With that all said, Ace Combat 7 is not a relaxing game, and it often breaks immersion in very frustrating ways, especially for gamers like me who are relatively inexperienced with the genre. For starters, the game punishes mistakes in unforgiving ways. While some missions have checkpoints that automatically save progress, others do not. If you perish during these timed “annihilation” missions, you must start from the very beginning. On one hand, you definitely feel awesome when you finally accomplish these missions, but on the other hand, it’s a big time suck if you constantly have to start over. There were times when this frustration made me consider just turning the game off as some missions could be completed in about fifteen minutes while others required a couple of hours of trial-and-error. Another issue that triggered my frustration was homing throughout the game. There were times when I was amazing, times when I lucked out, and times where I could not for the life of me figure out how to properly toggle homing, especially if I had no idea what part of the map I had to fly to (especially during later missions). Finally, there were moments in the game that were too laborious and meticulous even for a flight simulator. The two aforementioned concerns can be addressed with practice, but obligatory “tunnel runs” that require precise control just aren’t my cup-o-tea. In fact, the last chapter started well enough, but it ends in a manner that sort of detracts from all the fun I had up to that point. Give me tough bosses any day of the week. Impossible hairpin turns inside a building? Um, no thank you.
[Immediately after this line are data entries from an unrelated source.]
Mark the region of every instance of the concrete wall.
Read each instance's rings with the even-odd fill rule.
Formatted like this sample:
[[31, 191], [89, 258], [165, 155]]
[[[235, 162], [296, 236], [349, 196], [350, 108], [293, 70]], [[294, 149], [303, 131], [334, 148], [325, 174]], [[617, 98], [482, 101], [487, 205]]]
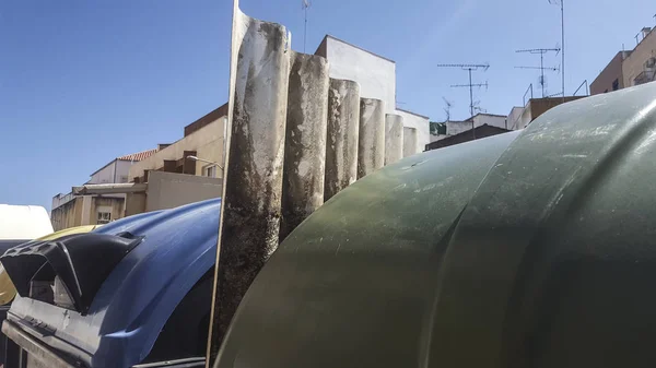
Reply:
[[79, 226], [82, 223], [82, 198], [74, 197], [65, 204], [52, 207], [50, 211], [50, 222], [55, 232]]
[[[223, 180], [186, 174], [151, 171], [149, 174], [145, 211], [173, 209], [179, 205], [219, 198]], [[140, 200], [138, 198], [138, 200]], [[132, 207], [133, 203], [129, 206]]]
[[400, 109], [397, 109], [395, 114], [403, 118], [403, 127], [417, 130], [417, 147], [414, 153], [423, 152], [425, 145], [431, 143], [431, 123], [429, 117]]
[[612, 92], [612, 84], [618, 81], [619, 88], [624, 87], [624, 75], [622, 74], [622, 62], [630, 51], [619, 51], [610, 59], [610, 62], [599, 75], [590, 83], [590, 95]]
[[[324, 47], [324, 49], [323, 49]], [[317, 55], [330, 62], [329, 76], [355, 81], [360, 97], [385, 102], [387, 114], [395, 114], [396, 63], [332, 36], [326, 36]]]
[[[154, 155], [134, 163], [130, 167], [128, 180], [132, 181], [134, 178], [142, 176], [143, 170], [156, 170], [163, 167], [164, 159], [183, 158], [185, 151], [196, 151], [196, 155], [200, 158], [223, 163], [224, 121], [223, 117], [219, 118]], [[207, 163], [202, 162], [196, 163], [197, 175], [203, 175], [202, 168], [206, 165]], [[216, 170], [216, 177], [223, 177], [221, 169]]]
[[622, 74], [624, 74], [624, 86], [635, 85], [635, 78], [645, 70], [645, 62], [649, 58], [656, 58], [656, 31], [652, 29], [649, 34], [633, 49], [630, 56], [622, 63]]
[[509, 129], [507, 128], [506, 120], [506, 116], [479, 114], [473, 117], [473, 124], [475, 127], [482, 127], [484, 124], [488, 124], [490, 127]]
Since my blog is focused on looking for genre-melders, where does Ace Combat 7 fall? As far as I can tell, it never seems to stray too far from the model of fly, aim, fire, repeat, so fans know exactly what they are getting. The customization elements do resemble RPGs or certain action-adventure titles as the player earns money to purchase new jets as well as modifications. While this is a fun component of the game, I must admit that after a few sorties, it seemed like the reward system was perhaps a bit too generous as some missions just throw money at the gamer. By Chapter 15, I was able to buy the F-22. Those who wish to get every item in the game might appreciate this generosity, but buying things in Ace Combat 7 just wasn’t a challenge after a while.
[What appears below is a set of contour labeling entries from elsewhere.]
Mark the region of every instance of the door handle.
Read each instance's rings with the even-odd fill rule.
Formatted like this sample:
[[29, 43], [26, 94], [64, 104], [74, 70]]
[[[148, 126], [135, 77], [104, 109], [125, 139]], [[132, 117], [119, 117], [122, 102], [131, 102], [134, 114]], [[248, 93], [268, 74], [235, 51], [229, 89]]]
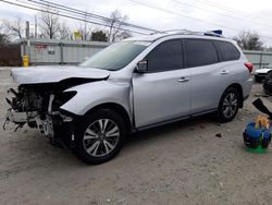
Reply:
[[223, 71], [221, 71], [221, 72], [220, 72], [220, 74], [221, 74], [221, 75], [225, 75], [225, 74], [228, 74], [228, 71], [226, 71], [226, 70], [223, 70]]
[[186, 79], [186, 77], [181, 77], [177, 80], [178, 83], [185, 83], [185, 82], [188, 82], [189, 79]]

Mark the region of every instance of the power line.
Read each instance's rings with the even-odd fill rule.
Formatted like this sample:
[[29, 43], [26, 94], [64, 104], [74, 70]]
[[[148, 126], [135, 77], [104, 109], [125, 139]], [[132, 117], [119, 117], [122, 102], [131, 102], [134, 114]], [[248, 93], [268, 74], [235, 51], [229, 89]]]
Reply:
[[[74, 16], [71, 16], [71, 15], [63, 14], [63, 13], [46, 11], [46, 10], [42, 10], [42, 9], [33, 8], [33, 7], [28, 7], [28, 5], [24, 5], [24, 4], [20, 4], [20, 3], [15, 3], [15, 2], [10, 2], [10, 1], [7, 1], [7, 0], [0, 0], [0, 1], [2, 1], [4, 3], [12, 4], [12, 5], [25, 8], [25, 9], [30, 9], [30, 10], [35, 10], [35, 11], [39, 11], [39, 12], [51, 13], [51, 14], [59, 15], [59, 16], [62, 16], [62, 17], [67, 17], [67, 19], [72, 19], [72, 20], [88, 22], [88, 23], [92, 23], [92, 24], [96, 24], [96, 25], [109, 26], [109, 25], [107, 25], [104, 23], [99, 23], [99, 22], [95, 22], [95, 21], [90, 21], [90, 20], [84, 20], [84, 19], [81, 19], [81, 17], [74, 17]], [[119, 27], [119, 26], [114, 26], [114, 25], [112, 27], [119, 28], [120, 31], [131, 32], [131, 33], [135, 33], [135, 34], [143, 34], [143, 35], [147, 34], [147, 33], [137, 32], [137, 31], [133, 31], [133, 29], [128, 29], [128, 28], [123, 28], [123, 27]]]
[[[63, 10], [63, 11], [69, 11], [69, 12], [73, 12], [73, 13], [77, 13], [77, 14], [82, 14], [82, 15], [88, 15], [88, 16], [91, 16], [91, 17], [95, 17], [95, 19], [102, 20], [104, 22], [111, 22], [112, 21], [112, 19], [110, 19], [110, 17], [104, 17], [102, 15], [94, 14], [94, 13], [90, 13], [90, 12], [85, 12], [85, 11], [82, 11], [82, 10], [77, 10], [77, 9], [74, 9], [74, 8], [70, 8], [70, 7], [66, 7], [66, 5], [62, 5], [62, 4], [46, 1], [46, 0], [39, 0], [39, 2], [37, 2], [35, 0], [28, 0], [28, 1], [35, 2], [35, 3], [41, 4], [41, 5], [49, 5], [51, 8], [60, 9], [60, 10]], [[144, 26], [139, 26], [139, 25], [135, 25], [135, 24], [131, 24], [131, 23], [126, 23], [126, 22], [122, 22], [122, 21], [116, 21], [116, 23], [122, 24], [122, 26], [129, 26], [129, 27], [143, 29], [143, 31], [159, 32], [157, 29], [152, 29], [152, 28], [148, 28], [148, 27], [144, 27]]]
Ultimately, despite its frustrating moments, I was very pleased with Ace Combat 7. It doesn’t stray too far off the rails as it prioritizes the flight simulator genre (and rightfully so), but it executes these genre-specific qualities in ways that suggest it might be a contemporary exemplar of how to make such a game. My interest is certainly piqued by the other entries in the series now. Still, it remains a genre outside of my comfort zone, and I must get through a bunch of games before I fly the angry skies again. Although I will have to return the game to its rightful owner, I’ve already decided that I will purchase the game for my library. When the itch to pilot the F-22 Raptor—an itch I didn’t know I had—rears its head again, Ace Combat 7 will certainly be the cure.